The amended Strategic Plan for 2024-25 also folds evolving municipal efforts – like the Vision Zero pedestrian and mobility safety program – into appropriate categories and places enhanced emphasis on the “Sustainability/Natural Assets” category tied in with the recent municipal staff addition of Sustainability Manager Kayla Kovach and short- and long-range town goals including efforts to achieve carbon neutrality by 2037 to coincide with the town’s bicentennial.

 

Bond extension

Also at the March 12 session, the board held a public hearing related to plans to extend the timeframe to use bond-backed debt from a three-pronged funding package authorized by town voters in 2017.

In 2017, Davidson residents approved a General Obligation bond referendum that included $6 million for transportation and mobility projects, $5 million for greenway improvements and $4 million for parks and recreation projects.

By state statute, approved GO bonds must be issued within seven years, but a three-year extension is allowed through what Finance Director Piet Swart told commissioners was “a relatively common practice,” even without the circumstances surrounding the COVID pandemic that disrupted many plans and projects.

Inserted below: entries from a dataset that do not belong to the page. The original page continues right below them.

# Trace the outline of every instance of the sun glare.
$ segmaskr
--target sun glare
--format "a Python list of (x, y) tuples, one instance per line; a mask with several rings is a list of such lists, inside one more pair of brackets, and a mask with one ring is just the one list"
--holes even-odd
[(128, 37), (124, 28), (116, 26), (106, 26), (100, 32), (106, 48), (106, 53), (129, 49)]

In 2021, the town issued $4.145 million of the available bonds for a variety of projects in each category, with the bulk of the funding for park projects; and in 2023 the town issued $3.915 million, with mobility and greenway projects the highest priorities. 

From the $15 million total available in 2017, the town has used or committed $8,060,000 – nearly all of the Parks & Recreation $4 million, just over half of the greenway $5 million and less than one-third of the mobility $6 million.

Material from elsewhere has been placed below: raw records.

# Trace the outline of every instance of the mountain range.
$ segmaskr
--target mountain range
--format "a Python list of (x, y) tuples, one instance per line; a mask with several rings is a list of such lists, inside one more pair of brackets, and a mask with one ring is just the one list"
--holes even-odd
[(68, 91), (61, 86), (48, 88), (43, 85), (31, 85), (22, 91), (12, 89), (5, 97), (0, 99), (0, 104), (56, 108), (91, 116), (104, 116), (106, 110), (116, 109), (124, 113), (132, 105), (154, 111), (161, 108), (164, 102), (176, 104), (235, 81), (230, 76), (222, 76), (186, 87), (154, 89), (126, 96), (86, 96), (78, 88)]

There is $6.940 million remaining, with about two-thirds of it – $4.220 million – in the transportation/mobility category.

In his report, Swart said the remaining bond-backed dollars would likely be leveraged as matching contributions to prioritized projects.

In the mobility/transportation category, anticipated town contributions to the Potts-Sloan-Beaty Connector, the Beaty Street Sidepath and planned upgrades to the Beaty/North Main Street intersection would account for more than $3.7 million, with a town project to realign and improve the intersection of Concord, Pine and Grey roads requiring just under $500,000.

In the greenways category, $1.75 million toward the Rocky River to Summers Walk link, and $930,000 toward the West Branch Rocky River Carolina Thread Trail section are anticipated matching contributions using the remaining funds.

The extension would allow the town to establish firm plans and timelines for using the funding before triggering the debt financing that begins when bonds are issued.